Loulous sur île
lundi 12 mai 2014
les trésors cachés du CCDH
voici l’histoire des
trésors cachés sous le toit du Centro Cultural
Dominico-Haitiano.
il faut dire déjà que
les gens d’ici nous ont si bien adoptés qu’on peine à croire qu’on les quittera
un jour. quand on y pense, on a des élans de tristesse infinie qu’on s’empresse
de retenir – pour l’instant – en se disant qu’il faut profiter du moment
présent, de la chance d’être avec eux encore pour un temps.
il y a Elena qui passe
derrière ma chaise et se sert dans ma bouteille d’eau dans un geste lent et
naturel. Abi qui nous fait venir à son bureau pour nous donner, chacun notre
tour, une poignée de M&M au beurre de peanut. et jamais bien loin, caché
dans son atelier de l’autre côté du mur, Fritzner Cedon qui peint
tranquillement.
comme
nous travaillons sous le même toit que Fritz, il nous arrive souvent, à
Stéphane et à moi, d'aller errer dans sa galerie et son atelier.
(mais y’a
pas que des œuvres de Fritz dans la galerie.

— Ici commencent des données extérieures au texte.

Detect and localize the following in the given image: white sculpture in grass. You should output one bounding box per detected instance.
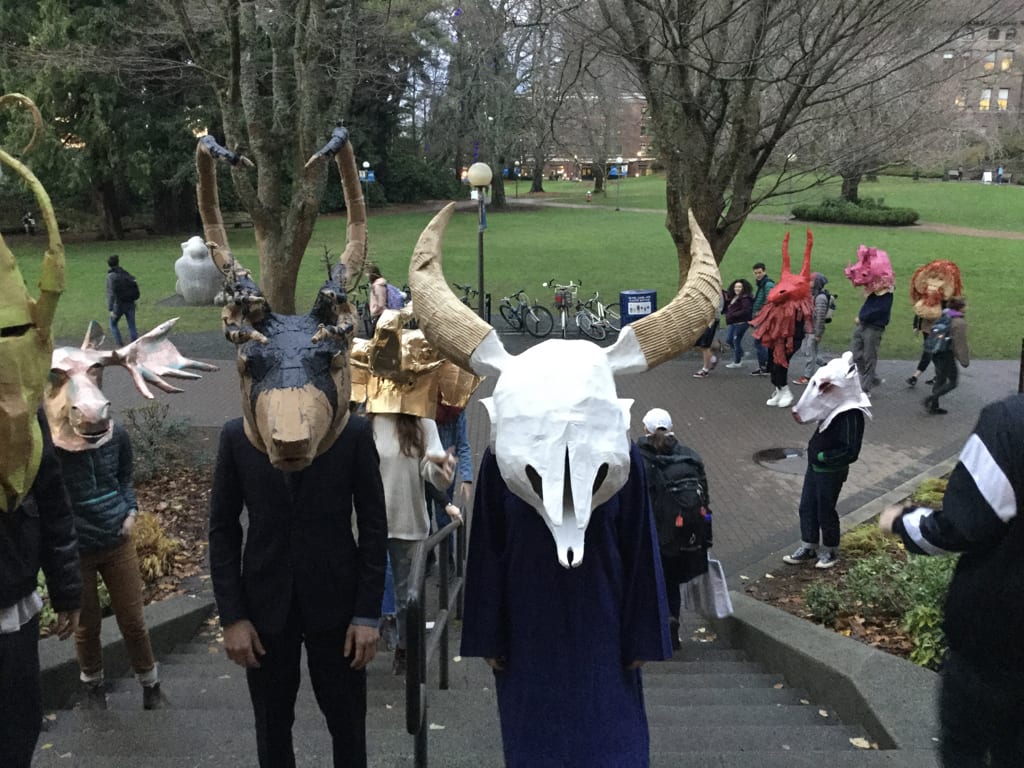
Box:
[174,236,224,306]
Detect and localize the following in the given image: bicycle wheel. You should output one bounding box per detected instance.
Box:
[498,304,522,331]
[604,306,623,331]
[575,309,608,341]
[522,304,555,339]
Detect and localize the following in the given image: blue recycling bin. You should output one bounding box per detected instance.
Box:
[618,290,657,326]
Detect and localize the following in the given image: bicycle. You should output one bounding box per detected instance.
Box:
[452,283,480,307]
[498,288,555,339]
[543,280,580,339]
[575,291,622,341]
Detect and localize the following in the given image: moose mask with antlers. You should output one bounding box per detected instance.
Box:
[43,317,217,451]
[409,204,721,568]
[196,127,366,472]
[0,93,65,512]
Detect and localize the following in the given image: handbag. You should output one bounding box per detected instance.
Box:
[680,553,732,618]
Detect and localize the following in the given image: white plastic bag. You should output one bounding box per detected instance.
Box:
[679,553,732,618]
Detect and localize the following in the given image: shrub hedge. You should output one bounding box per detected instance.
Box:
[792,198,921,226]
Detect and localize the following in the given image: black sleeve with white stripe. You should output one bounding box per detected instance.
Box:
[893,398,1024,555]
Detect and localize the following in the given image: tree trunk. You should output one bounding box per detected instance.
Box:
[840,173,861,203]
[92,179,125,240]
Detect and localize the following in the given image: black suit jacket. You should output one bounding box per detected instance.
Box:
[210,416,387,634]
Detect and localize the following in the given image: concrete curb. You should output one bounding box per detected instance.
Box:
[712,592,939,752]
[39,591,214,710]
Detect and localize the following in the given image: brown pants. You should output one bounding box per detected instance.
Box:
[75,538,156,677]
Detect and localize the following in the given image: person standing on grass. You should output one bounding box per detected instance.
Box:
[924,296,971,416]
[106,254,138,347]
[725,280,754,368]
[793,272,831,384]
[879,394,1024,768]
[751,261,775,376]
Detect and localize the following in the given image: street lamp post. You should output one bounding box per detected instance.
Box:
[468,163,492,317]
[615,155,623,211]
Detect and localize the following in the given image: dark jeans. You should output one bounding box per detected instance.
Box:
[800,464,850,548]
[0,615,43,768]
[939,651,1024,768]
[246,609,367,768]
[932,349,958,408]
[111,301,138,347]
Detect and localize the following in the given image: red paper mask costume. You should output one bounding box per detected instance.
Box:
[0,93,65,512]
[754,229,814,367]
[910,259,964,321]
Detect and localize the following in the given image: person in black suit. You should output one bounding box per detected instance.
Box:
[210,416,387,768]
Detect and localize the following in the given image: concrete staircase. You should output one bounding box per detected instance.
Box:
[33,616,924,768]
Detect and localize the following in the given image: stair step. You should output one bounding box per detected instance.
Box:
[650,723,866,753]
[643,672,788,693]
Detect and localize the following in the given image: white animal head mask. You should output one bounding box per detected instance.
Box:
[793,352,871,430]
[409,205,721,567]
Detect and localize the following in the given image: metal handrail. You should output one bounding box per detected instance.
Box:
[403,511,469,768]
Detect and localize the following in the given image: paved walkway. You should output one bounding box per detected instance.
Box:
[94,333,1019,573]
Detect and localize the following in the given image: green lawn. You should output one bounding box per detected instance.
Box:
[540,175,1024,231]
[8,184,1024,358]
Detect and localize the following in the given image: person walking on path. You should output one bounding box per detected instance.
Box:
[879,394,1024,768]
[751,261,775,376]
[106,254,138,347]
[924,296,971,415]
[793,272,831,384]
[782,352,871,568]
[370,413,456,675]
[850,289,893,394]
[56,424,164,710]
[725,280,754,368]
[637,408,713,650]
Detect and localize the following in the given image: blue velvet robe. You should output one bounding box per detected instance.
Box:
[462,446,672,768]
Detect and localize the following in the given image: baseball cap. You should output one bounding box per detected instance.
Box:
[643,408,672,434]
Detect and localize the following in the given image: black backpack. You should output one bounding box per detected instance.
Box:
[648,456,711,557]
[111,267,141,304]
[925,312,953,354]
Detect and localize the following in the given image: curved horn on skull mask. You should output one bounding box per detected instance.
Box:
[409,203,500,374]
[608,211,722,373]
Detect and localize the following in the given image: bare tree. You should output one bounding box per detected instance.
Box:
[564,0,1015,274]
[168,0,372,312]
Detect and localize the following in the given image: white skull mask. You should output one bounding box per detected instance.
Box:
[793,352,871,430]
[482,341,633,567]
[409,204,721,568]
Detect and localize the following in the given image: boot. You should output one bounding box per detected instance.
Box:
[142,683,167,710]
[775,384,793,408]
[391,648,408,676]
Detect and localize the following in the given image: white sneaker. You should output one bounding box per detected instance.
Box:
[775,384,793,408]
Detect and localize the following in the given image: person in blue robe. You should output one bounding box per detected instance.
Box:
[462,445,672,768]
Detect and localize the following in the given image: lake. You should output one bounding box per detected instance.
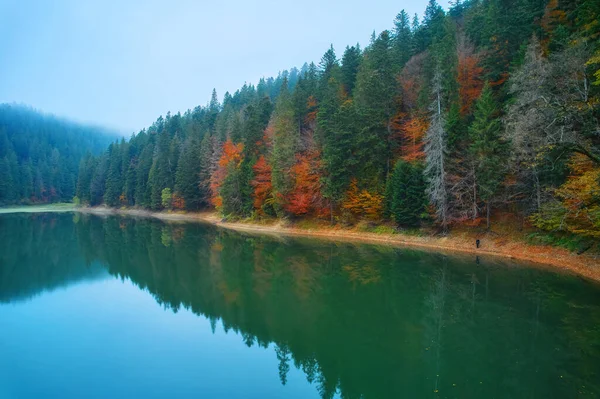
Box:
[0,213,600,399]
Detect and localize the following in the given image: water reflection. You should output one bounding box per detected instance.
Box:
[0,214,108,303]
[0,215,600,398]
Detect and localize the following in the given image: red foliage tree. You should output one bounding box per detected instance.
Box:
[457,35,483,115]
[251,155,273,214]
[285,150,324,215]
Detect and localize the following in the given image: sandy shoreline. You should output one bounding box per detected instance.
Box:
[76,207,600,282]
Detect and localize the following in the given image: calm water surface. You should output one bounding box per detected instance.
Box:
[0,214,600,399]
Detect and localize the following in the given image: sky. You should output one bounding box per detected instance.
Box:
[0,0,448,135]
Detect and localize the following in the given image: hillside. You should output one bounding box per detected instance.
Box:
[70,0,600,247]
[0,104,116,205]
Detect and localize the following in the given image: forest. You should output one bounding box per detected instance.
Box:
[0,104,116,205]
[75,0,600,239]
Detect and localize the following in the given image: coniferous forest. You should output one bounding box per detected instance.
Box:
[74,0,600,238]
[0,104,115,205]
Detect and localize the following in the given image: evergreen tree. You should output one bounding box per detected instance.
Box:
[386,160,427,227]
[175,141,203,210]
[340,44,361,96]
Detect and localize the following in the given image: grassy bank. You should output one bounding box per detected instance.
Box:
[78,207,600,281]
[0,203,75,214]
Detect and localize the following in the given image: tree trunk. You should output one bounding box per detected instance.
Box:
[329,201,333,226]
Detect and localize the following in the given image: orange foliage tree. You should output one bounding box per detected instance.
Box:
[457,35,483,116]
[284,150,325,216]
[532,154,600,238]
[342,179,383,220]
[171,193,185,209]
[210,139,244,208]
[400,115,429,162]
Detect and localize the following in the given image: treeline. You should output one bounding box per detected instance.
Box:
[0,104,114,205]
[77,0,600,237]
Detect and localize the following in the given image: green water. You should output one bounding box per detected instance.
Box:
[0,213,600,399]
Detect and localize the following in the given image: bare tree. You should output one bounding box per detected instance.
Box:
[504,36,600,211]
[425,68,448,231]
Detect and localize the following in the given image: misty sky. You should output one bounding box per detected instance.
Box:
[0,0,447,135]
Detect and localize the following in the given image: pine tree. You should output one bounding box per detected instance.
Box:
[175,140,203,210]
[392,10,413,71]
[386,160,426,227]
[340,44,361,96]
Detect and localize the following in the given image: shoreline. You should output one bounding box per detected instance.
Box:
[74,207,600,282]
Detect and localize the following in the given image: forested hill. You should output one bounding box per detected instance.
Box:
[0,104,116,205]
[77,0,600,241]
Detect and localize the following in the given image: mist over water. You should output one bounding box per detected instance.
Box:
[0,213,600,398]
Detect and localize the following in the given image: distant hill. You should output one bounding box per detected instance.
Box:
[0,104,117,205]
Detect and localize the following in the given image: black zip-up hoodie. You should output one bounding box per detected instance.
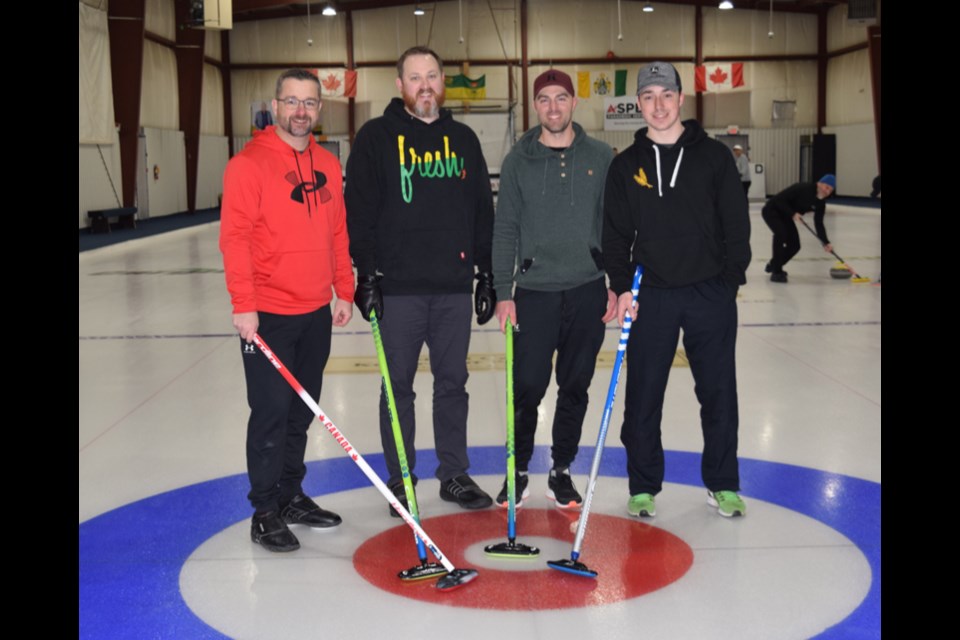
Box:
[345,98,493,295]
[603,120,750,294]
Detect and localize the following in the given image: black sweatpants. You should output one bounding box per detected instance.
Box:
[240,305,333,513]
[513,278,607,471]
[620,277,740,495]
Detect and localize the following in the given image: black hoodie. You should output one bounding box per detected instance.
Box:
[345,98,493,295]
[603,120,750,294]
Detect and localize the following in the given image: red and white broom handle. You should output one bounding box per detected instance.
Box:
[253,334,456,572]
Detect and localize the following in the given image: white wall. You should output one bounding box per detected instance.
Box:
[823,122,880,196]
[138,127,187,218]
[77,131,123,229]
[196,136,230,209]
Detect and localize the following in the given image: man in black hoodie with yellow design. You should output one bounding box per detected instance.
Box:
[603,62,750,517]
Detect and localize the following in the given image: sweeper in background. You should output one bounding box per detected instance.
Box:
[763,173,837,283]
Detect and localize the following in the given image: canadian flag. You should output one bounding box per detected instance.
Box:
[694,62,743,93]
[317,69,357,98]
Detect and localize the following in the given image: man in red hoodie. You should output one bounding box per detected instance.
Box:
[220,69,354,551]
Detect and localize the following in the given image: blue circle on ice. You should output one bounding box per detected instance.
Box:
[79,446,880,639]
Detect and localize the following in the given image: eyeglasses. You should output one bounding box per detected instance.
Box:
[277,96,320,111]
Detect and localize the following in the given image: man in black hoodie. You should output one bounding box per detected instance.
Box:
[345,47,496,515]
[603,62,750,517]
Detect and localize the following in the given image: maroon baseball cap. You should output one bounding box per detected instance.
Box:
[533,69,577,98]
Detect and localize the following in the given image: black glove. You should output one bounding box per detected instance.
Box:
[353,275,383,322]
[473,271,497,324]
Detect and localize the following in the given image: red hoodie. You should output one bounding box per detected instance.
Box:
[220,126,353,315]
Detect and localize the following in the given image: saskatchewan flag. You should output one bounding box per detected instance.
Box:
[445,73,487,100]
[577,69,627,98]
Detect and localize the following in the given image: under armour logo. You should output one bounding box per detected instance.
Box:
[284,171,332,204]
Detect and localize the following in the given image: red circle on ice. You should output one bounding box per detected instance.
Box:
[353,509,693,611]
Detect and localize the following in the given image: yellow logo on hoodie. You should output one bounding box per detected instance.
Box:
[633,167,653,189]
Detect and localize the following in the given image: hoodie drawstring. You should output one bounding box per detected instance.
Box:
[653,145,683,198]
[292,147,320,218]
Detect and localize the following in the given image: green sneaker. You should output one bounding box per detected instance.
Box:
[707,491,747,518]
[627,493,657,518]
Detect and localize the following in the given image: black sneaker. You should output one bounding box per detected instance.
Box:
[547,467,583,509]
[389,478,417,518]
[440,473,493,509]
[250,511,300,552]
[280,493,343,529]
[497,472,530,509]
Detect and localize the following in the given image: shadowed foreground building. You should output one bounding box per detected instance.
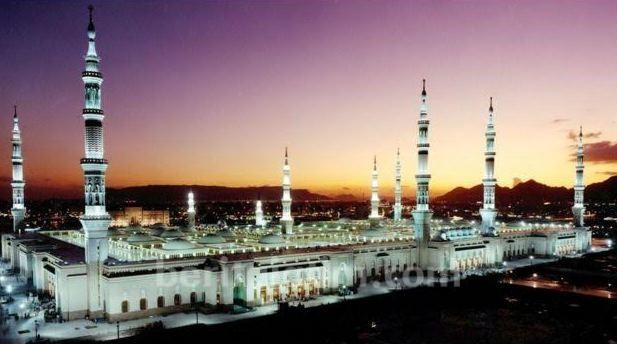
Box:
[2,7,591,320]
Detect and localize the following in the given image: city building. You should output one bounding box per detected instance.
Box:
[2,8,591,321]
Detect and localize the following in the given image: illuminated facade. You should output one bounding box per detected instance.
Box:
[186,191,195,232]
[480,97,497,235]
[368,157,381,228]
[2,9,591,321]
[109,207,169,227]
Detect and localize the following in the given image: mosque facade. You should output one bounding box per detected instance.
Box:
[2,8,591,321]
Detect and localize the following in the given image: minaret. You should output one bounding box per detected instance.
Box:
[255,196,266,227]
[11,105,26,232]
[480,97,497,235]
[280,147,293,234]
[368,156,381,228]
[186,191,195,232]
[394,148,403,221]
[572,127,585,227]
[412,79,433,245]
[80,5,111,318]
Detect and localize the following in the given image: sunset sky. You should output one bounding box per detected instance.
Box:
[0,0,617,197]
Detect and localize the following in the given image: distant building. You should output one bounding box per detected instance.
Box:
[1,8,591,321]
[109,207,169,227]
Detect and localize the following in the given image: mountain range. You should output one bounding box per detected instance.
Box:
[107,185,330,204]
[435,176,617,204]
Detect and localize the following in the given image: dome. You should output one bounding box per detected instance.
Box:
[259,234,285,245]
[360,228,385,238]
[163,239,195,250]
[197,233,225,245]
[159,228,184,239]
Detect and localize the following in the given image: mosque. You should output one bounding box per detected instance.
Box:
[2,7,591,321]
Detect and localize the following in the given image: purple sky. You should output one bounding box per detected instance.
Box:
[0,1,617,196]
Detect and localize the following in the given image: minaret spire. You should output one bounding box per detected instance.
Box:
[186,191,195,232]
[11,105,26,232]
[412,79,433,258]
[368,155,381,228]
[280,147,293,234]
[80,6,111,318]
[480,97,497,235]
[572,126,585,227]
[394,148,403,221]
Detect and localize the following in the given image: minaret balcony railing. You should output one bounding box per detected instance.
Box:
[81,70,103,79]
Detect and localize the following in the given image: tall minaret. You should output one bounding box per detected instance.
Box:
[394,148,403,221]
[480,97,497,235]
[11,105,26,232]
[80,5,111,318]
[572,127,585,227]
[186,191,195,232]
[368,156,381,228]
[412,79,433,243]
[255,196,266,227]
[280,147,293,234]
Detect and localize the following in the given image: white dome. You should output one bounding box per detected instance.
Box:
[259,234,285,245]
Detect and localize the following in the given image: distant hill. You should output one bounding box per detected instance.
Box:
[107,185,330,204]
[435,176,617,204]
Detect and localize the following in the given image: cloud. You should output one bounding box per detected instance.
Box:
[551,118,570,124]
[568,130,602,141]
[585,141,617,163]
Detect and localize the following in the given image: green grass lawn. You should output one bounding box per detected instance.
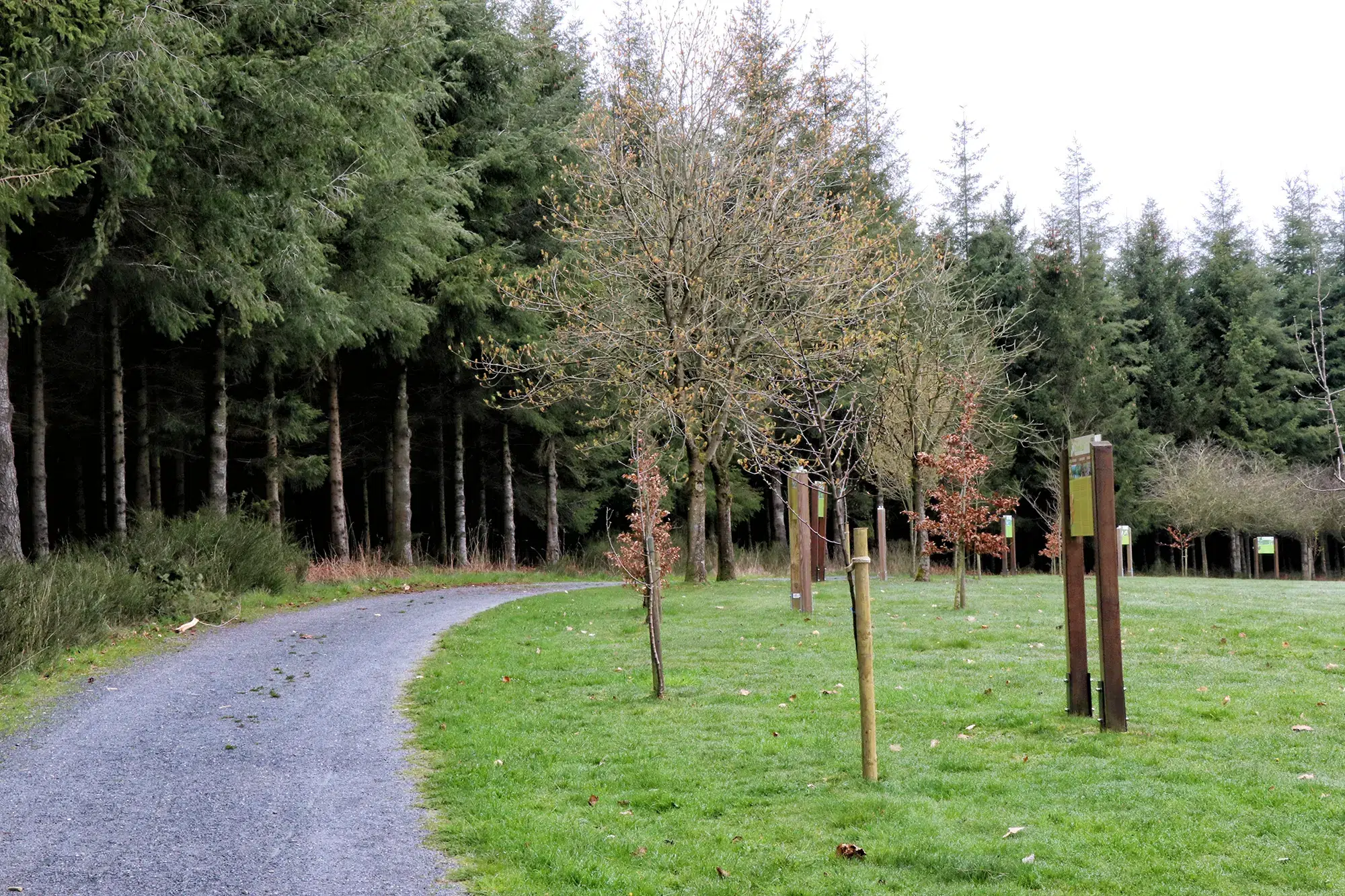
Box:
[410,576,1345,896]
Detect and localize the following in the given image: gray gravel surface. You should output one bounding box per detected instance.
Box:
[0,583,608,896]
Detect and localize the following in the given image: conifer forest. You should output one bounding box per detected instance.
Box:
[7,0,1345,581]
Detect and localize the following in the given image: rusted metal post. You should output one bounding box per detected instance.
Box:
[1092,441,1126,731]
[1060,441,1092,716]
[878,499,888,581]
[850,528,878,780]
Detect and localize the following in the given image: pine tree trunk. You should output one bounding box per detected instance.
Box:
[500,423,518,569]
[686,434,706,584]
[75,454,89,537]
[134,363,153,510]
[911,463,929,581]
[768,474,790,552]
[28,320,51,557]
[434,414,453,565]
[952,542,967,610]
[327,358,347,560]
[174,450,187,517]
[149,442,164,513]
[108,307,126,538]
[206,319,229,517]
[546,436,561,567]
[453,398,467,567]
[265,363,281,529]
[710,458,738,581]
[393,362,412,567]
[0,301,23,560]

y’en a de toutes sortes, de tous styles, de tous formats.)
y’en a de toutes sortes, de tous styles, de tous formats.)
alors on
passe de très beaux moments à observer les trésors du CCDH.
même que ça fait sourire Stéphane pas mal.
même que ça fait sourire Stéphane pas mal.
vendredi 11 avril 2014
le soir des élections
le soir des élections, on était sur la
terrasse du segafredo et on fêtait avec Brandi pour 1. sa dernière soirée en
république dominicaine et 2. son anniversaire (qui, officiellement, est aujourd’hui).
on avait quitté l’appartement autour de 20h en se disant que pendant notre
absence, i.e. pendant notre impossibilité de nous connecter au wifi de la
maison, tout pouvait se passer au québec. c’était un peu stressant donc.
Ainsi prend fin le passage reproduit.